The declaration ‘I want the truth to be said’ then reverberates as a plea — not just for the narrator’s own expression of true feelings but for a mirroring confirmation from the other. It’s a call across the silence, longing not for the echo of one’s voice but for the resonance of another’s authenticity.

The Heart’s Melodies and Minds’ Echoes in ‘Always in time, but never in line for dreams’

Certain lines from ‘True’ embed themselves in the mind with a persistence that defies the years. ‘Always in time, but never in line for dreams’ possesses that haunting duality — an apparent synchronicity with life’s rhythms while simultaneously being askew from one’s most cherished desires. It serves as a mantra for those who sense they are just a step out of tune with their dreams.

Kemp manages to encapsulate in a single phrase a complex dance of destiny and free will — the idea that we might be in perfect harmony with the universe yet find our deepest wishes unmet, perhaps revealing that even perfect timing cannot guarantee the realization of every dream.

A Sonic Palette of Love: The Ballad’s Rhythmic Pulse

The juxtaposition of a ‘thrill in my head and a pill on my tongue’ provides a sensory window into the narrator’s consciousness — the nexus of excitement and anxiety, of living in a moment so intoxicating yet so fleeting. Kemp, through these lines, drafts a pharmacopoeia of emotion, mirroring the era’s complex relationship with hedonism and pain alleviation.

Then, as the lyrics reference Marvin Gaye’s music with ‘Listening to Marvin (all night long),’ there’s an intertextual bow to the great soul artist’s own inquiries into emotional veracity. The homage is deft, interweaving the undeniable influence of Motown’s resonance on Kemp’s own revelation of soul sounds.

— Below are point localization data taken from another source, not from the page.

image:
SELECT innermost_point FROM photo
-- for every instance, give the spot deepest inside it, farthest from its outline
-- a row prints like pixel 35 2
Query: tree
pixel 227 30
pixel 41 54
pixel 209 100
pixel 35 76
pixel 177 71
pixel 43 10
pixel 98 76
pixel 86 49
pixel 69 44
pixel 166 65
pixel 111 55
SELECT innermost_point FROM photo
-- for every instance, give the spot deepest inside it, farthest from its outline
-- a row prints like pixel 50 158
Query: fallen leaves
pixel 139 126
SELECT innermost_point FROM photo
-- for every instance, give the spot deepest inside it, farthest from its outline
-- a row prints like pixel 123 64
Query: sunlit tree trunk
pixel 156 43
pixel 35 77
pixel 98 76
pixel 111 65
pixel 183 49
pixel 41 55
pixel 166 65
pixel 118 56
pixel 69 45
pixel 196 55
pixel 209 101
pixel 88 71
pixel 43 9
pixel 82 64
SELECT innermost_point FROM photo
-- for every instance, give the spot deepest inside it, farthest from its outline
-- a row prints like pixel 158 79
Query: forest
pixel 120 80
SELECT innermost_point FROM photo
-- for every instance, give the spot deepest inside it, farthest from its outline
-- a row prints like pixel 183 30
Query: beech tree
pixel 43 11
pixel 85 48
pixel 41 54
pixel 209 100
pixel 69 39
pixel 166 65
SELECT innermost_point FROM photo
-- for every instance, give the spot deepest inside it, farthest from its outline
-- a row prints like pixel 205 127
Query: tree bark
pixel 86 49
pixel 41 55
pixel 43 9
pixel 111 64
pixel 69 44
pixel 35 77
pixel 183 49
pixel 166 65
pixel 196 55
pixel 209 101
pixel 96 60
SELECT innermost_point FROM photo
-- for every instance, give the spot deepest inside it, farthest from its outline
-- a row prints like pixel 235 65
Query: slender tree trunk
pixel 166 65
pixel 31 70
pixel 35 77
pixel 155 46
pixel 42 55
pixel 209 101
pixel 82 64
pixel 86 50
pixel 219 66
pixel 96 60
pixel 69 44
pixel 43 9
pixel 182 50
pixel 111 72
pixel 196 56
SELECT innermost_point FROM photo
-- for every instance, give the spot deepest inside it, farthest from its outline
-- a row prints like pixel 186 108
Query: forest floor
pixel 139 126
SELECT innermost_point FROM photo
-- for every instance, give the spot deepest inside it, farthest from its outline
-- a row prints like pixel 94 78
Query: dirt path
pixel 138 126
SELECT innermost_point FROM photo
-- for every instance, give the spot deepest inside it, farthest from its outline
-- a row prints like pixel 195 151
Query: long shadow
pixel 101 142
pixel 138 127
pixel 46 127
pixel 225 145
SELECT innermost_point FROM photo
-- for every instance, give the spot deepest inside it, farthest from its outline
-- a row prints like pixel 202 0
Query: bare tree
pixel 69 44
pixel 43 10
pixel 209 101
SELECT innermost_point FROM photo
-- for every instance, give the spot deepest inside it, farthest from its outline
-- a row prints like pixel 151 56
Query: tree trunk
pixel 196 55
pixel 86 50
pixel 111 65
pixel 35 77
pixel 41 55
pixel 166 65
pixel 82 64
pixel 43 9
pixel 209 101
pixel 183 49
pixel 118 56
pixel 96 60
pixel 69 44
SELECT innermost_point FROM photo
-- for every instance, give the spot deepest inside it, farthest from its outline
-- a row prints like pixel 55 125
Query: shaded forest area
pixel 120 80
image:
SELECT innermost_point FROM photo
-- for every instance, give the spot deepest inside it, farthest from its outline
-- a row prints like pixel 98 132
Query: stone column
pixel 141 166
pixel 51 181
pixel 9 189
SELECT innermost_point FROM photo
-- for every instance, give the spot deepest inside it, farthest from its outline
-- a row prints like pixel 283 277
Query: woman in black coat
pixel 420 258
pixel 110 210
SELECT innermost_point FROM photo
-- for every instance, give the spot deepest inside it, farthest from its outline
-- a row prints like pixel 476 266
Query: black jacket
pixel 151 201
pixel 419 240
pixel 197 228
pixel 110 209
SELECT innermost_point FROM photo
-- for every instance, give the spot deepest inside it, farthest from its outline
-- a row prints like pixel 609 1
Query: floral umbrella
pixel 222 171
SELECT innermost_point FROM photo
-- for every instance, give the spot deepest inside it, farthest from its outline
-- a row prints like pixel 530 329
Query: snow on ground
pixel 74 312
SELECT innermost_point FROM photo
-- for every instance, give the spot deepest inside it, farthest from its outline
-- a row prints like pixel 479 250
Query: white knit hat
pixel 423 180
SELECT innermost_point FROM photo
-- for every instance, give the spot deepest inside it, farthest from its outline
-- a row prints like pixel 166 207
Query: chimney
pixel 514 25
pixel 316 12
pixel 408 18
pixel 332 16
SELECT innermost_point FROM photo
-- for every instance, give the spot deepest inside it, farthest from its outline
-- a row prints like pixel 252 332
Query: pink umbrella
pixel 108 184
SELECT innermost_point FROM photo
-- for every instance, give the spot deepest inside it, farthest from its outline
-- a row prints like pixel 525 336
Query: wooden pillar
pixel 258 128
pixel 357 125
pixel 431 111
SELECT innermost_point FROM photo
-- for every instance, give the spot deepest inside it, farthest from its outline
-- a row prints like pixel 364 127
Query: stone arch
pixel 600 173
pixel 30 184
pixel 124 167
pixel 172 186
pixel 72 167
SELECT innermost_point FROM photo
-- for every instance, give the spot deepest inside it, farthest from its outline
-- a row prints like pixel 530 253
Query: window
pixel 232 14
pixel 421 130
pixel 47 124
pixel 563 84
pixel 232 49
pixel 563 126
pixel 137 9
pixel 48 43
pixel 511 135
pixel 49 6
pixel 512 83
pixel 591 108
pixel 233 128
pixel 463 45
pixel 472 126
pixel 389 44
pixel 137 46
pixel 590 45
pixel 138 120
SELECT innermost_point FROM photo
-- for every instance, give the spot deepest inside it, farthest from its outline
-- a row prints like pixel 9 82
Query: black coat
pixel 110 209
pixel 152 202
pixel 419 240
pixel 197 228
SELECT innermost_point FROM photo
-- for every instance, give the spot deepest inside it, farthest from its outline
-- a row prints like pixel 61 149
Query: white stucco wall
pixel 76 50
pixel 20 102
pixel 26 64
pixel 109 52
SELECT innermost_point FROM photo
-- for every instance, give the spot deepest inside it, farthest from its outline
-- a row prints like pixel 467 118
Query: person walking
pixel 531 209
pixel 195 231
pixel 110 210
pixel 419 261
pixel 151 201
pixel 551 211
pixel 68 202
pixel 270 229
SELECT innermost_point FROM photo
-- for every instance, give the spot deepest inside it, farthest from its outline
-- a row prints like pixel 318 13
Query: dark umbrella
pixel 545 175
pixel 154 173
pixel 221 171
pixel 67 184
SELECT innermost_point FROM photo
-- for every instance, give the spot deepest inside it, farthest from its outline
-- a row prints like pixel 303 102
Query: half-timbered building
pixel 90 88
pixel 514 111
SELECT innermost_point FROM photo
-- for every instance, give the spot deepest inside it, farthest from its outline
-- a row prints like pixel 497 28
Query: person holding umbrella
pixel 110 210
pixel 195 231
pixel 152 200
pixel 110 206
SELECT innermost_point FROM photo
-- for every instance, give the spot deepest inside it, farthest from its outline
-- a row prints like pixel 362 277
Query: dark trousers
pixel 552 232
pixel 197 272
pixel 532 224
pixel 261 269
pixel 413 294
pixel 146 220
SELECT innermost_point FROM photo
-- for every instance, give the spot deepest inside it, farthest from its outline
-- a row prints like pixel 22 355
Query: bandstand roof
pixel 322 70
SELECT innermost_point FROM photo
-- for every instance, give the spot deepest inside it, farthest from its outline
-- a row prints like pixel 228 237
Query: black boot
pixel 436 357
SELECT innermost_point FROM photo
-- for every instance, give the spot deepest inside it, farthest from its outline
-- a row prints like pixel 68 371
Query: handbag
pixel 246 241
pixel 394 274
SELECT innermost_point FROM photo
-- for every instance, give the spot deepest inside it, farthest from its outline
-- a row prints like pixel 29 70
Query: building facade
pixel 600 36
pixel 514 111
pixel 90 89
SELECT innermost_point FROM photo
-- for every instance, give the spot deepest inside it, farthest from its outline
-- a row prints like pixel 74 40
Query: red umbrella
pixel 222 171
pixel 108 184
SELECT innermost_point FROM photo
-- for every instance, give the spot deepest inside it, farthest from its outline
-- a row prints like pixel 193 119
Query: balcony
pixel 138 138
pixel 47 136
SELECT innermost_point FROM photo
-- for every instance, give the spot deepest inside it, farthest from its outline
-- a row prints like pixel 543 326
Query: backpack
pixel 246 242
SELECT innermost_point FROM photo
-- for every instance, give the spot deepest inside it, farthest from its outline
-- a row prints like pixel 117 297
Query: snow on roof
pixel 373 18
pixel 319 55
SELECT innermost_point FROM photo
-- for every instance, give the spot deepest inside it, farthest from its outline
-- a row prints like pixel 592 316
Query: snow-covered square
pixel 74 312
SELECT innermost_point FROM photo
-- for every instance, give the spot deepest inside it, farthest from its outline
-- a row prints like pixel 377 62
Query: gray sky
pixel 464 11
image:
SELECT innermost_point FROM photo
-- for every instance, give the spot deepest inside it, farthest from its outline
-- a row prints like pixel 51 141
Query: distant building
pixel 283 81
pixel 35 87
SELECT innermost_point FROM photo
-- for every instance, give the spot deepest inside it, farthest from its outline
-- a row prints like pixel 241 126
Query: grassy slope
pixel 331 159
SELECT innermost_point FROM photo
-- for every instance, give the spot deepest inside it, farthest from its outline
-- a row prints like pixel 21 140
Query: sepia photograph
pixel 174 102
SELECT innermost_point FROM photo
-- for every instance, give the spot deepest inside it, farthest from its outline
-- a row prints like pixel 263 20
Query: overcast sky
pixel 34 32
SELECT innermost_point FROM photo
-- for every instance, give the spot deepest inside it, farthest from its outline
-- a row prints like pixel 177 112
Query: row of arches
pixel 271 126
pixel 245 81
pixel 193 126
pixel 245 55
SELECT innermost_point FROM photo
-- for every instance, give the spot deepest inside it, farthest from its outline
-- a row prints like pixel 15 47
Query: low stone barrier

Unraveling ‘True’: The Hidden Message in the Sands of Time

The repeated imagery of sand in ‘Always slipping from my hands, sand’s a time of its own’ elicits the existential motif of transience. The sand metaphor is deceptively simple yet laden with meaning, conjuring the inexorable passage of time, and our impotence to hold it still. It’s an emblem of futility but not of despair — within the slipping grains lies the beauty of precious moments, however ephemeral.

‘Take your seaside arms and write the next line,’ therefore, becomes an invocation for capturing the essence of fleeting experiences. It’s about imprinting one’s soul onto the canvas of the present, acknowledging that while the truths we hold may change as frequently as the tides, their expression remains vital to the human experience.